Although I bet there's a better, sexier proof!

LeixlipRed

Yeh, I had something else in mind. That second proof works anyway. The one I had in mind was

Let g(x)=f(x)/e^x, so g'=[e^x(f'-f)]/e^2x. g'=0 (f'-f=0 and e^2x != 0), hence g is some constant c.

. It's possible I've remembered the question wrong and hence the confusion over your first effort. I'll think about it anyway *strokes chin*

Fremen

I think there's a problem with your proof MC.

"e^x . e^(-x) = e^(0) = 1, hence since two numbers multiplied together equals one, for all x => neither of them can be zero, for any x"

But if e^x *does* equal zero, then multiplication by e^(-a) is undefined. By the same logic, let f(x) be an arbitrary function.
Then f(x)*(1/f(x)) = 1 for all x, so f is always nonzero, which is clearly false since f is arbitrary.

Michael Collins

Fremen wrote: »

I think there's a problem with your proof MC.

"e^x . e^(-x) = e^(0) = 1, hence since two numbers multiplied together equals one, for all x => neither of them can be zero, for any x"

But if e^x *does* equal zero, then multiplication by e^(-a) is undefined. By the same logic, let f(x) be an arbitrary function.
Then f(x)*(1/f(x)) = 1 for all x, so f is always nonzero, which is clearly false since f is arbitrary.

:eek: Interesting...I didn't consider that before, but I think you can protect the proof from such problems by noticing that

The exponential function exp(x) is defined for every x, as its power series converges for every x on the real line

MathsManiac

Well, whether or not any of these proofs is valid surely depends on how you've chosen to define the exponential function in the first place, and which other results you have proved first.

I would certainly have thought that exp(x)>0 for all x would come before exp(x)exp(y) = exp(x+y).

The most common development would suggest that it's an immediate consequence of the definition of exp:
exp is defined as the inverse of ln.
Since ln is defined only for x>0, it follows that exp(x)>0 for all x.

LeixlipRed

Michael, I'm fairly sure I was right on that proof.

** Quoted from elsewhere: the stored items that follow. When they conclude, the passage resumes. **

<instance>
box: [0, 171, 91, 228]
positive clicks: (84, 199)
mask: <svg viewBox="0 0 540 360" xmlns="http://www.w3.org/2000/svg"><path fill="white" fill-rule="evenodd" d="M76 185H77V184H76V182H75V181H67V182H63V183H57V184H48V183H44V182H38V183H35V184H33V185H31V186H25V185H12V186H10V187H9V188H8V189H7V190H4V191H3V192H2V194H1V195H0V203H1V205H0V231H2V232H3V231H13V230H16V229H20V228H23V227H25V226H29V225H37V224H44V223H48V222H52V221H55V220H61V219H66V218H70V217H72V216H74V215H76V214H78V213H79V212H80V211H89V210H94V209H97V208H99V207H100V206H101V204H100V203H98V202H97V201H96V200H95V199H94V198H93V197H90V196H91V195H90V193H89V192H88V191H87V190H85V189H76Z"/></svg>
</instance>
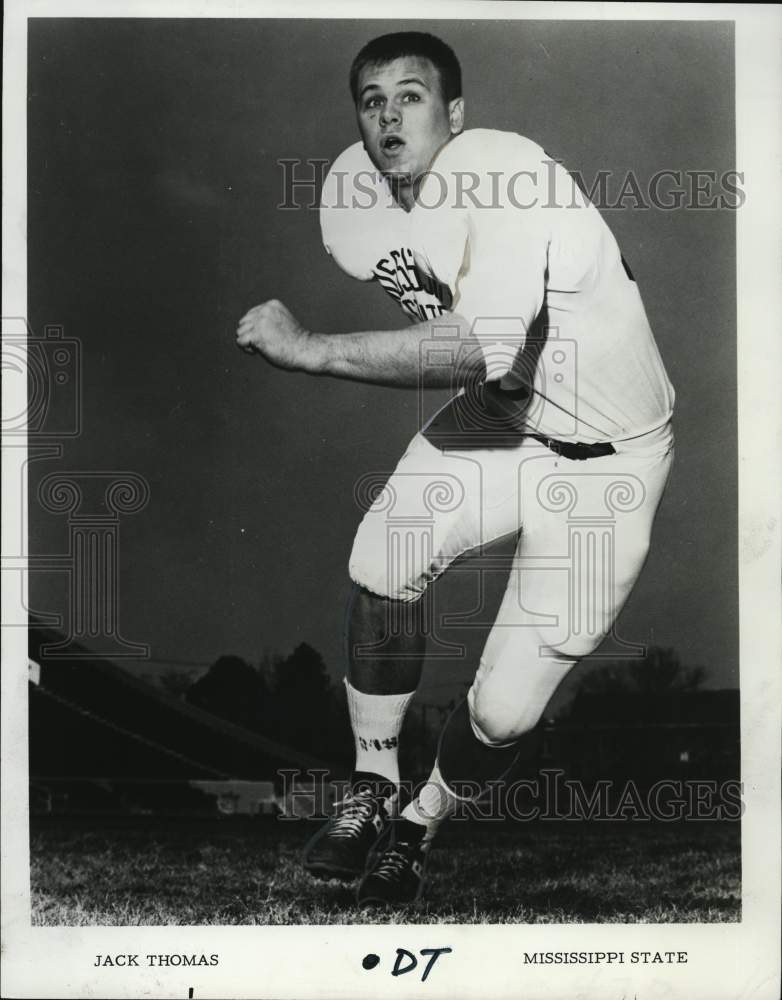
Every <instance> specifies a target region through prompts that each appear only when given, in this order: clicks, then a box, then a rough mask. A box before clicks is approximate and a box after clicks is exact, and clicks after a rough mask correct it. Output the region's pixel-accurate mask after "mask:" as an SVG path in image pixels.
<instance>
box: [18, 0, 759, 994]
mask: <svg viewBox="0 0 782 1000" xmlns="http://www.w3.org/2000/svg"><path fill="white" fill-rule="evenodd" d="M513 6H514V7H515V5H513ZM735 66H736V63H735V24H734V22H733V21H732V20H727V19H726V20H719V19H717V20H711V21H707V20H698V21H696V20H692V21H688V20H677V21H674V20H663V19H660V20H655V19H652V18H650V19H649V20H638V19H636V20H590V19H586V18H585V19H583V20H553V19H552V20H542V19H541V20H536V19H531V20H515V19H501V18H497V19H482V20H477V21H473V20H467V19H462V18H460V17H459V16H458V15H457V16H454V17H453V18H450V19H444V18H442V17H440V18H434V19H423V18H419V19H412V18H409V17H406V18H404V19H395V20H392V19H388V18H383V19H365V18H361V17H355V18H350V17H349V18H345V19H336V18H334V19H332V18H324V17H321V18H311V19H305V18H296V19H286V18H274V19H272V18H263V17H252V18H231V17H229V16H222V17H211V18H196V17H193V18H186V17H177V18H167V17H162V18H159V19H158V18H150V17H146V16H142V17H132V16H129V17H101V16H96V17H89V18H87V17H62V16H58V17H34V18H30V19H29V20H28V22H27V81H26V86H27V312H26V315H25V316H23V317H21V316H20V317H15V318H13V319H12V320H9V319H8V318H5V319H4V328H5V332H4V338H5V342H6V347H5V349H6V351H7V352H9V351H10V352H11V353H10V355H9V356H10V357H11V359H12V361H13V358H14V354H13V351H14V350H15V345H18V349H19V354H20V357H21V353H22V347H23V345H24V348H25V351H26V359H27V386H28V401H27V408H26V410H25V414H24V417H25V419H24V421H20V422H19V426H20V428H21V429H19V428H17V430H16V431H14V429H13V428H11V431H12V434H11V436H10V438H9V440H10V446H11V448H13V445H14V443H15V442H16V443H17V444H18V445H19V447H20V451H19V456H20V457H19V469H20V470H22V471H21V472H20V475H22V476H23V477H24V478H25V479H26V497H27V503H28V523H27V535H28V537H27V542H26V548H24V549H20V555H21V554H23V555H24V556H25V558H26V560H27V570H26V573H25V574H24V575H23V574H22V572H21V570H20V571H19V574H18V577H19V582H18V589H19V593H20V594H22V595H24V598H23V599H24V601H25V602H26V605H25V606H26V612H27V617H28V640H29V647H28V656H29V659H28V670H29V679H28V706H29V708H28V710H29V716H28V719H29V765H28V766H29V852H30V853H29V857H30V921H31V925H32V927H33V928H73V927H80V928H85V929H87V928H104V927H113V928H116V927H125V928H128V927H130V928H143V927H156V928H173V927H179V928H184V927H191V928H192V927H198V928H214V929H215V930H217V929H218V928H224V927H243V926H252V927H255V928H258V929H260V928H264V927H269V926H270V925H274V926H277V927H280V926H282V927H289V928H296V927H298V928H303V927H310V926H311V925H339V926H340V927H343V926H347V925H350V926H352V925H372V926H382V925H387V926H386V930H387V931H388V932H389V933H390V932H391V930H392V928H393V927H398V926H400V925H411V926H412V925H440V926H438V927H434V928H432V930H433V931H435V932H436V933H435V936H434V938H431V934H430V935H429V937H430V938H431V940H434V941H435V944H436V943H437V941H440V940H441V941H442V942H443V944H442V946H441V947H440V946H438V947H437V948H430V949H429V951H428V952H426V954H424V952H420V951H416V949H415V948H412V947H411V948H409V949H407V950H406V949H405V948H402V947H401V938H400V940H399V942H397V944H396V945H395V948H390V947H388V944H387V943H388V942H390V941H391V940H392V939H391V938H389V937H385V938H384V939H383V940H384V941H385V942H386V947H385V949H384V950H381V951H380V953H379V954H372V953H370V952H369V951H368V950H367V949H364V950H363V951H361V954H360V955H358V958H357V959H356V964H357V965H358V964H359V963H360V960H361V957H362V956H363V955H364V952H365V951H366V952H367V954H366V955H365V957H364V965H363V970H361V969H359V972H361V974H363V975H364V976H365V977H369V976H371V975H375V973H374V972H372V971H371V970H372V969H373V968H374V966H375V965H379V968H378V973H377V975H378V976H380V975H381V974H382V975H383V977H384V979H387V980H388V983H393V981H394V980H393V979H392V978H391V976H389V972H391V974H392V975H393V977H394V978H396V977H398V976H400V975H403V974H405V973H407V980H408V981H409V984H410V988H411V989H413V987H414V986H415V987H416V988H421V987H420V984H421V982H424V981H425V980H428V981H436V979H437V978H438V976H439V977H441V978H442V980H443V981H445V980H447V977H448V975H449V960H451V961H453V960H454V959H451V954H450V953H451V952H452V951H453V948H452V947H447V946H446V945H448V942H449V940H450V938H449V936H448V933H446V932H447V931H448V928H451V929H453V930H456V929H458V928H459V927H460V926H461V925H470V926H471V927H474V928H476V929H477V928H478V927H479V926H482V925H486V926H493V925H540V924H544V925H550V926H552V927H554V926H556V928H557V931H559V930H560V929H561V927H562V925H603V924H610V925H614V926H619V927H624V926H626V925H666V924H668V925H690V926H691V927H697V926H698V925H737V924H740V923H741V921H742V825H743V824H742V817H743V816H744V814H745V808H746V807H745V799H744V788H743V785H742V772H741V729H740V725H741V718H740V714H741V713H740V682H741V681H742V679H743V668H742V673H740V670H739V596H740V595H739V557H740V551H739V545H738V538H739V522H738V517H739V504H738V499H739V492H738V490H739V440H738V424H737V419H738V417H737V406H738V396H737V320H736V316H737V287H736V268H737V242H736V233H737V219H738V217H739V216H740V215H741V209H742V207H743V206H744V204H745V201H746V191H745V178H744V175H743V173H742V171H741V168H740V164H738V163H737V151H736V124H737V119H736V89H735ZM9 345H10V346H9ZM4 367H5V365H4ZM20 370H21V369H20ZM5 427H6V422H5V421H4V428H5ZM13 433H16V437H15V438H14V437H13ZM23 443H24V444H26V449H25V450H24V455H22V450H21V446H22V444H23ZM25 588H27V589H26V590H25ZM449 933H450V932H449ZM681 939H682V940H685V935H682V938H681ZM208 940H209V939H207V938H199V941H201V942H204V941H208ZM393 940H396V939H393ZM416 940H417V938H416ZM563 940H564V939H563ZM567 940H568V941H570V942H573V941H575V940H577V938H574V937H569V938H568V939H567ZM584 940H587V941H589V940H591V939H588V938H584ZM615 940H616V941H617V942H618V943H616V944H615V945H611V946H605V943H604V944H603V945H600V946H597V947H592V946H591V945H589V946H588V947H584V946H583V945H582V946H580V947H579V946H578V945H572V944H568V945H567V946H560V945H559V944H558V943H557V942H558V939H557V938H556V937H553V936H549V937H548V938H543V937H541V936H534V937H530V938H529V939H527V938H522V937H519V938H518V945H517V947H516V949H515V951H516V956H515V961H516V962H517V964H518V966H519V967H521V968H522V969H523V970H525V972H526V971H527V970H529V972H530V975H534V976H539V977H545V976H546V975H548V973H547V972H546V971H545V969H541V967H551V968H553V967H554V966H572V967H573V968H572V970H571V969H568V970H566V971H567V975H568V976H571V977H573V978H570V979H569V980H568V981H569V982H573V983H575V982H578V981H579V980H578V976H579V975H584V976H585V975H587V974H590V975H591V973H592V971H593V968H592V967H593V966H604V967H607V968H608V969H609V971H610V972H611V974H616V975H617V976H622V977H625V978H624V979H621V980H618V981H621V982H625V983H628V984H631V983H633V982H635V980H634V979H633V976H638V977H643V976H646V977H654V976H659V977H662V978H663V979H667V980H670V981H671V982H672V983H673V984H674V987H675V983H676V976H677V969H676V968H675V967H676V966H677V965H684V964H686V963H687V962H688V959H687V947H686V944H685V945H683V946H682V947H678V948H673V947H672V946H669V945H668V944H666V945H665V947H663V946H662V945H658V944H655V941H656V940H657V941H665V942H668V941H669V940H672V939H670V938H668V937H666V938H659V937H658V938H655V935H654V934H651V933H649V934H646V936H645V937H644V938H638V939H637V940H642V941H646V942H648V946H644V947H639V948H638V949H637V950H636V949H635V945H633V947H632V948H630V947H626V946H625V945H624V944H623V943H622V940H624V939H620V938H616V939H615ZM628 940H629V939H628ZM633 941H636V939H635V938H633ZM397 945H399V947H397ZM94 951H95V955H94V956H93V957H94V958H95V961H94V962H93V964H94V965H95V966H97V967H96V968H94V969H93V970H92V973H93V974H94V976H95V982H96V983H99V982H100V979H99V975H100V974H101V973H102V972H103V968H102V967H104V968H105V967H112V966H113V965H114V964H115V962H114V960H115V958H116V956H114V955H113V954H112V950H111V948H109V949H108V950H106V946H104V945H101V947H97V946H96V947H95V949H94ZM152 951H154V952H155V954H157V952H158V951H160V952H161V954H160V955H158V958H159V959H160V961H159V962H157V963H155V962H153V963H152V964H153V965H155V964H157V966H159V967H165V971H161V972H160V974H161V975H169V974H172V975H173V970H177V974H179V972H181V971H183V970H182V969H180V968H179V967H180V966H181V965H184V966H188V969H187V974H188V975H190V974H191V971H193V967H195V968H196V969H198V971H199V972H200V971H201V969H207V968H209V967H212V966H215V965H217V964H218V962H219V961H220V959H219V953H220V949H219V948H218V946H217V945H216V944H215V945H213V946H212V945H208V944H198V945H197V946H194V947H190V948H184V950H183V949H182V948H179V947H178V948H176V949H172V948H166V947H164V945H162V944H161V945H160V947H159V948H158V947H156V948H154V949H152ZM164 953H165V954H164ZM150 957H152V958H155V955H152V956H150V955H146V956H142V958H141V961H142V963H143V962H144V961H146V960H148V959H149V958H150ZM163 958H166V959H167V960H166V961H163ZM175 959H178V960H175ZM185 959H186V961H185ZM405 963H407V965H408V968H407V969H406V968H405V967H404V964H405ZM119 964H121V963H119ZM147 964H149V962H148V961H147ZM392 966H393V968H392ZM587 967H589V968H588V969H587ZM584 969H586V970H587V971H586V972H584V971H583V970H584ZM413 970H414V971H413ZM579 970H581V971H579ZM601 971H603V970H601ZM679 971H680V972H681V975H684V974H685V970H683V969H682V970H679ZM112 974H113V973H112ZM215 974H217V972H215ZM357 974H358V973H357ZM551 975H554V974H553V973H551ZM422 977H424V979H422ZM430 977H431V978H430ZM180 978H181V976H180ZM413 980H415V984H414V983H413ZM183 981H184V980H183ZM366 981H367V982H369V979H368V978H367V980H366ZM377 981H379V980H375V979H373V980H372V985H373V988H374V986H375V985H376V983H377ZM563 981H564V980H563ZM649 981H651V979H650V978H647V979H646V980H643V979H639V980H638V982H649ZM386 985H388V984H386ZM425 985H428V982H425ZM334 988H335V989H338V987H336V986H335V987H334ZM553 988H554V987H553V986H552V989H553ZM628 988H629V987H628ZM672 988H673V987H672ZM258 990H259V992H257V994H256V993H254V994H252V995H258V996H266V995H267V993H265V992H263V990H262V988H261V987H258ZM291 990H292V993H291V995H293V993H294V992H295V988H294V986H293V985H292V986H291ZM172 995H173V994H172ZM177 995H178V994H177ZM183 995H185V994H183ZM191 995H192V994H191ZM195 995H196V996H198V995H199V994H198V992H196V994H195ZM202 995H206V994H202ZM242 995H244V994H242ZM247 995H251V994H249V993H248V994H247ZM268 995H271V994H268ZM307 995H314V994H310V993H307ZM323 995H325V994H323ZM411 995H412V994H411ZM415 995H418V994H417V993H416V994H415ZM498 995H499V994H498ZM503 995H505V994H503ZM508 995H510V994H508ZM527 995H533V994H532V993H529V992H528V993H527ZM534 995H536V996H537V995H542V994H538V993H535V994H534ZM552 995H555V994H553V993H552ZM556 995H559V994H556ZM639 995H640V993H639ZM715 995H716V994H715ZM725 995H726V996H727V994H725ZM769 995H770V994H769Z"/></svg>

You're trying to prove c exists. So you can't assume it does and base your conclusion on that. Uniqueness is what I'm talking about here. Obviously f'=f for f=ce^x but is the only case? And you cant say it is if you use your proof.

Michael Collins

MathsManiac wrote: »

Well, whether or not any of these proofs is valid surely depends on how you've chosen to define the exponential function in the first place, and which other results you have proved first.

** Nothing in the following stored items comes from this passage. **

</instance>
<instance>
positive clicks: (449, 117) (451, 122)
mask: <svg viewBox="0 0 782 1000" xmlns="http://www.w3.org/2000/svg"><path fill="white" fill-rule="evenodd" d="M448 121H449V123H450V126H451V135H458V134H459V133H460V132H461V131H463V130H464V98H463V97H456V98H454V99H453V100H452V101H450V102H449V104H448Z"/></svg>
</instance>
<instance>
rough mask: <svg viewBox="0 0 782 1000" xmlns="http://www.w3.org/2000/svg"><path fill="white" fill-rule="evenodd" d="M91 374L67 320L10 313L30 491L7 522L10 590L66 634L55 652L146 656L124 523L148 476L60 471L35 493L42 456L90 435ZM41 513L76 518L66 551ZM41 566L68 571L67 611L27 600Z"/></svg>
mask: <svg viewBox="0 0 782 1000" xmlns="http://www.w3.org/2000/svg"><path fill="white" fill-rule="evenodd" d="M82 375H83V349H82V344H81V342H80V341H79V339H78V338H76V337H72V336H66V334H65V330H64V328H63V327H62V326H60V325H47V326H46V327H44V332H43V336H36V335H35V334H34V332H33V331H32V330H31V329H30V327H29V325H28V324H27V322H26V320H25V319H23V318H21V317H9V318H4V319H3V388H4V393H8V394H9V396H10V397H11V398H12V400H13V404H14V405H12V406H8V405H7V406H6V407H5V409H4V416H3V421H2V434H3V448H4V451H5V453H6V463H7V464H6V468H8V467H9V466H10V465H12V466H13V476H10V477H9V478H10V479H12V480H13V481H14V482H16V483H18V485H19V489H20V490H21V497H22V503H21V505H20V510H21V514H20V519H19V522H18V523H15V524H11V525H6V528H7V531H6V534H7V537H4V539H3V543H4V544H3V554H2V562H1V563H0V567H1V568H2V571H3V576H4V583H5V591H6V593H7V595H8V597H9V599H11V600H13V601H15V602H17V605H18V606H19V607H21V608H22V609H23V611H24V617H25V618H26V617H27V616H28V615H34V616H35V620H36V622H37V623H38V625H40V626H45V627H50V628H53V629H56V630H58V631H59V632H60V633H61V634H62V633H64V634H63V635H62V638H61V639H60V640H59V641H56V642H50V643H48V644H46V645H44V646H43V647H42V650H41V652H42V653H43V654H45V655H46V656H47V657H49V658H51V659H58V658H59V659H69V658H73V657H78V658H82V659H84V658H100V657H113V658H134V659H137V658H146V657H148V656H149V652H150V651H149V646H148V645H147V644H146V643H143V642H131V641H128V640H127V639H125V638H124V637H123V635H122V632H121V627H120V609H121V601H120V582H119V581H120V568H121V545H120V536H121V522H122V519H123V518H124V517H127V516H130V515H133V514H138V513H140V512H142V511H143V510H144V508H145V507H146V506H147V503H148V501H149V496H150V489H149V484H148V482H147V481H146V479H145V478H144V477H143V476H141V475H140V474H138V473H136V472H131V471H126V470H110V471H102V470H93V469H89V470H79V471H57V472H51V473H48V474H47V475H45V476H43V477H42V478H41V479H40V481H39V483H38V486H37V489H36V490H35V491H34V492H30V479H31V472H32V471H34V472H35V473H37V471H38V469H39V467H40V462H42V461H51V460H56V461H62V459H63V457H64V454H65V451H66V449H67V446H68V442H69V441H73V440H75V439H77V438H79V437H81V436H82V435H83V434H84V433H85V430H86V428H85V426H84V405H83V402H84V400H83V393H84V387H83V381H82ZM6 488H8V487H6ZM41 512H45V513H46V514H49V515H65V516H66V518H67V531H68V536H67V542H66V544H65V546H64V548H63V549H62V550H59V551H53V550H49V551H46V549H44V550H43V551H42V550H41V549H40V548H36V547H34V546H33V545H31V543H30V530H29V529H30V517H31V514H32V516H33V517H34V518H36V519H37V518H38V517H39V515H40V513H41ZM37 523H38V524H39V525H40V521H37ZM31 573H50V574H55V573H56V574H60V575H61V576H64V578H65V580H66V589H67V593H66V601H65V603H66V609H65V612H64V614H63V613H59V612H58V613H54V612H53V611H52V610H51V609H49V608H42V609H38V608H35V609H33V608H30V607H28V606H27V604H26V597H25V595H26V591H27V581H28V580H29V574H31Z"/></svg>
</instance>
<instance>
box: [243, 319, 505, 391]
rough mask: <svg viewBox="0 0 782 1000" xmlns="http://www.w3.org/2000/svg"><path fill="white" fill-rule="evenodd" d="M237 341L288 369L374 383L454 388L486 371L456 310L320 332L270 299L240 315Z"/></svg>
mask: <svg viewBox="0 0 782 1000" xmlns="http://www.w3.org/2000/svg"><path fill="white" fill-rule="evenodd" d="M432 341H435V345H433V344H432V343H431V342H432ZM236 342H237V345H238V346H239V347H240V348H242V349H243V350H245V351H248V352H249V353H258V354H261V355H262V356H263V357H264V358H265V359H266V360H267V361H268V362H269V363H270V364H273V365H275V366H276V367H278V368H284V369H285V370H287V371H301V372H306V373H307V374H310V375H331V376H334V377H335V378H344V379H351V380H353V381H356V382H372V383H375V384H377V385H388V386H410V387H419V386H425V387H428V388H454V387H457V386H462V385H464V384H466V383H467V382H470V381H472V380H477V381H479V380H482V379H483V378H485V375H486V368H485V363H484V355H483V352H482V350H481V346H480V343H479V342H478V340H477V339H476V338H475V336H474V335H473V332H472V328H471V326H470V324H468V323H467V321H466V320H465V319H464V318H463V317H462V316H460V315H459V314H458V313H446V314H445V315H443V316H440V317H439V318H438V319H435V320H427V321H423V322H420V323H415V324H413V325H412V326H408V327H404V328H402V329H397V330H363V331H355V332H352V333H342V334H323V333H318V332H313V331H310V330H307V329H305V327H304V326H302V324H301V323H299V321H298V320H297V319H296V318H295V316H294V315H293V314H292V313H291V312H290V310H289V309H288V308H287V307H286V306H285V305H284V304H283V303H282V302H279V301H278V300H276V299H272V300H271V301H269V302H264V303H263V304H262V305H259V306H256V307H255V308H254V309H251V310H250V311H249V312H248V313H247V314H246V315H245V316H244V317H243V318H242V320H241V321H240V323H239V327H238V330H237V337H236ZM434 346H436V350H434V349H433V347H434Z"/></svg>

I would certainly have thought that exp(x)>0 for all x would come before exp(x)exp(y) = exp(x+y).

The most common development would suggest that it's an immediate consequence of the definition of exp:
exp is defined as the inverse of ln.
Since ln is defined only for x>0, it follows that exp(x)>0 for all x.

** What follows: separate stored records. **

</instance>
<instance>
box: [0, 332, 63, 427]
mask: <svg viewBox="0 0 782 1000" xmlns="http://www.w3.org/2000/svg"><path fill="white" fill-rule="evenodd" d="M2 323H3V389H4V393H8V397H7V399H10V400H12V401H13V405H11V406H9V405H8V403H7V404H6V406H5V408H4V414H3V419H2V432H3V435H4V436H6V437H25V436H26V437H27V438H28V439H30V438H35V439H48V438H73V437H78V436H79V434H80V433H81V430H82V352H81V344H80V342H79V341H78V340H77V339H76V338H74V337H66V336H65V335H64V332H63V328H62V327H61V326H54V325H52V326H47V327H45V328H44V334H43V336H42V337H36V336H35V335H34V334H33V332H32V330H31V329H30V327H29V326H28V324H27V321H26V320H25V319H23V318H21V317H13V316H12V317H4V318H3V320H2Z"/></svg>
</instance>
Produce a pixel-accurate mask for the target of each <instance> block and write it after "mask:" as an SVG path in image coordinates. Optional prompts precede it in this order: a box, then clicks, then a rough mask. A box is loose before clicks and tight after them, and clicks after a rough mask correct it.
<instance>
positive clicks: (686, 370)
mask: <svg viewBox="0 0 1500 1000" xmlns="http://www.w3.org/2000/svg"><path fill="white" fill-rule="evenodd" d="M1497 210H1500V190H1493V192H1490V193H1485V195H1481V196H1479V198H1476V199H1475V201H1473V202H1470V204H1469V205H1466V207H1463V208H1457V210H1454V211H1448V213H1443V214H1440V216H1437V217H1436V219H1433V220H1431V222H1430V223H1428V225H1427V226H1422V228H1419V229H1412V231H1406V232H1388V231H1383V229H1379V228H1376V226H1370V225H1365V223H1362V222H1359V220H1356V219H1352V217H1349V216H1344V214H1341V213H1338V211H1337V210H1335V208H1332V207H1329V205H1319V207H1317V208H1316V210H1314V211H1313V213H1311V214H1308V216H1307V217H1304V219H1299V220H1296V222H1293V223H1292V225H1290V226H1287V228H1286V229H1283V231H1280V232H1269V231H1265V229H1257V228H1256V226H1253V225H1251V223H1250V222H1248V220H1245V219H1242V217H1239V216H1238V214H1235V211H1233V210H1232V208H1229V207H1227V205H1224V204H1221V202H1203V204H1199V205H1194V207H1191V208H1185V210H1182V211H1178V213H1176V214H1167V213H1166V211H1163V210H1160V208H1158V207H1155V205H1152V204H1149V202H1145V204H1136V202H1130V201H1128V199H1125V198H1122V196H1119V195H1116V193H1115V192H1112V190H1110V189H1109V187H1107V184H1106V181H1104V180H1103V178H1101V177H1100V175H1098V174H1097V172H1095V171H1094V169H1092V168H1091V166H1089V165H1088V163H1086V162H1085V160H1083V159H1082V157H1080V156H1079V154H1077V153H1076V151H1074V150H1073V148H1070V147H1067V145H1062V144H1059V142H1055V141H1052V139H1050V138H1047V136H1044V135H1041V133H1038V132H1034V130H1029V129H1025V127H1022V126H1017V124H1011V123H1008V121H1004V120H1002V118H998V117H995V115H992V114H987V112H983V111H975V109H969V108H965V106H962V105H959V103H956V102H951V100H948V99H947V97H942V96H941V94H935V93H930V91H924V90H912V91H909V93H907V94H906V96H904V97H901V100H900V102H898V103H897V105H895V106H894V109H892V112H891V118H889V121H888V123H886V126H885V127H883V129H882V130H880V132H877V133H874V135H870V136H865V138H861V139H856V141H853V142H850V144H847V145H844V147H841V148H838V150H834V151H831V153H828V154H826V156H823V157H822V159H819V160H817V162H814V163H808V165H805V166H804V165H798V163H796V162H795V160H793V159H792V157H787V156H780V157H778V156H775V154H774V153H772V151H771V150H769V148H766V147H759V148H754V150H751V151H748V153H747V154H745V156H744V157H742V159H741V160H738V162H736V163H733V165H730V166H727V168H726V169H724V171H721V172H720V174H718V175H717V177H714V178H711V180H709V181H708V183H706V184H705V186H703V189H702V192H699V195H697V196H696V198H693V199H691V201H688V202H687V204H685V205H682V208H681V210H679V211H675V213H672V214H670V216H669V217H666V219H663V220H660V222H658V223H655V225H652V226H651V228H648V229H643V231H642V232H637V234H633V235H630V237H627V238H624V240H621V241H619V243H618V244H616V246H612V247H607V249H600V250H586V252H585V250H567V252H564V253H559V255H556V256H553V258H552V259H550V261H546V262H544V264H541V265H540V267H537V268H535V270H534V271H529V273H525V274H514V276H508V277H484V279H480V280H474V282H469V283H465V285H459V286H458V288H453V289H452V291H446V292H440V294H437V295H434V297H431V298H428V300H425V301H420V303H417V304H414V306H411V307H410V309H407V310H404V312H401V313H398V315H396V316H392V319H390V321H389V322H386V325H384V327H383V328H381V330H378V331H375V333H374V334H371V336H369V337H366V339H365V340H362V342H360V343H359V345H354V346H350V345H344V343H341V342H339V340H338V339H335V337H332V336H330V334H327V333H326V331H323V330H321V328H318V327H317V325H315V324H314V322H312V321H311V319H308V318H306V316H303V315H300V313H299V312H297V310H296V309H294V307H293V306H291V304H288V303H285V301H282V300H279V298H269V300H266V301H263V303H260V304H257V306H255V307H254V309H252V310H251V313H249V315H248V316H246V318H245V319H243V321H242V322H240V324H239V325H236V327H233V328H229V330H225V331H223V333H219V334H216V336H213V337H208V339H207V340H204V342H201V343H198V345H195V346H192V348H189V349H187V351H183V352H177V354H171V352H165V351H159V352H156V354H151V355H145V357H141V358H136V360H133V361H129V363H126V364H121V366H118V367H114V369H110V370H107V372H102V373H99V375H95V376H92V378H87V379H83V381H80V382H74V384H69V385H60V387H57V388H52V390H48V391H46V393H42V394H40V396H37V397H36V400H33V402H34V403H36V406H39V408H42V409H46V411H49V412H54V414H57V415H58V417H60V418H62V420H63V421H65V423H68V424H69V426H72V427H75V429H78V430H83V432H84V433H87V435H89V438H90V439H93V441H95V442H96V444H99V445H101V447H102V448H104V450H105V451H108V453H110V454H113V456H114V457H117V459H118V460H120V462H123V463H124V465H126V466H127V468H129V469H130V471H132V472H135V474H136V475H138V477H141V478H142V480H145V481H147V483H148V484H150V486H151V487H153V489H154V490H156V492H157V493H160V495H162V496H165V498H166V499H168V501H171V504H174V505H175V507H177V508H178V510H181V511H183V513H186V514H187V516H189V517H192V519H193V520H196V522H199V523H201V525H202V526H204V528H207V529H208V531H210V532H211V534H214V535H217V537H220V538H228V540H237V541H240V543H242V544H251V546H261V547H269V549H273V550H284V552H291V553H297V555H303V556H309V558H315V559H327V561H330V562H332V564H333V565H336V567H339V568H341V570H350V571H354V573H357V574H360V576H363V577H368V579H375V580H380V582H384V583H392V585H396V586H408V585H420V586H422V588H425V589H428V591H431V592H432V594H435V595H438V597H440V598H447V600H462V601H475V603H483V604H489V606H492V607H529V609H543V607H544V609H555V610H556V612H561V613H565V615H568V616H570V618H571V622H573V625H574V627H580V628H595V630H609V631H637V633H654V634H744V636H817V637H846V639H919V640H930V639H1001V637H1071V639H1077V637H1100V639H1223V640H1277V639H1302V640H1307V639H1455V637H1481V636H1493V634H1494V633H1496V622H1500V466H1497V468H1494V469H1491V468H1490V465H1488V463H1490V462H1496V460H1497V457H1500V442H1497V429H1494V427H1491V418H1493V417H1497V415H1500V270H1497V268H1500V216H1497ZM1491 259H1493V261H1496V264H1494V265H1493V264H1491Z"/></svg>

Yeh, I guess it does depend completely on the definition. I saw the proof of it in a complex analysis text (Rudin actually), which defines the exponential in the usual way - an absolutely convergent power series on the whole complex plane. So then you can tell that e^z is defined for every z ε C, which is why Leixlip's problem with the proof can be overcome, and you also know that e^(z1) . e^(z2) = e^(z1 + z2) from the series itself.

LeixlipRed wrote: »

Michael, I'm fairly sure I was right on that proof. You're trying to prove c exists. So you can't assume it does and base your conclusion on that. Uniqueness is what I'm talking about here. Obviously f'=f for f=ce^x but is the only case? And you cant say it is if you use your proof.

Are we actually assuming anything tho, are we not just trying possibilities? Like what if I say, d/dx (1.e^x) = 1.e^x, so it works. So now have we not found a constant value (=1) for which it works? Hence there exists at least one c with that property...

We haven't proven anything related to uniqueness alright, there could be many functions that satisfy f'=f, but we don't care. We've found one example that does work.

LeixlipRed

What the proof is asking is given that f'=f show that there exists a constant c st f(x)=ce^x. So you can only use the assumed fact. I really think there's a hole in your deductive reasoning there. You can only assume that f'=f. Nothing more. I'm asking you to assume statement A implies B and you're showing B implies A. Which is true. But not what the proof asks.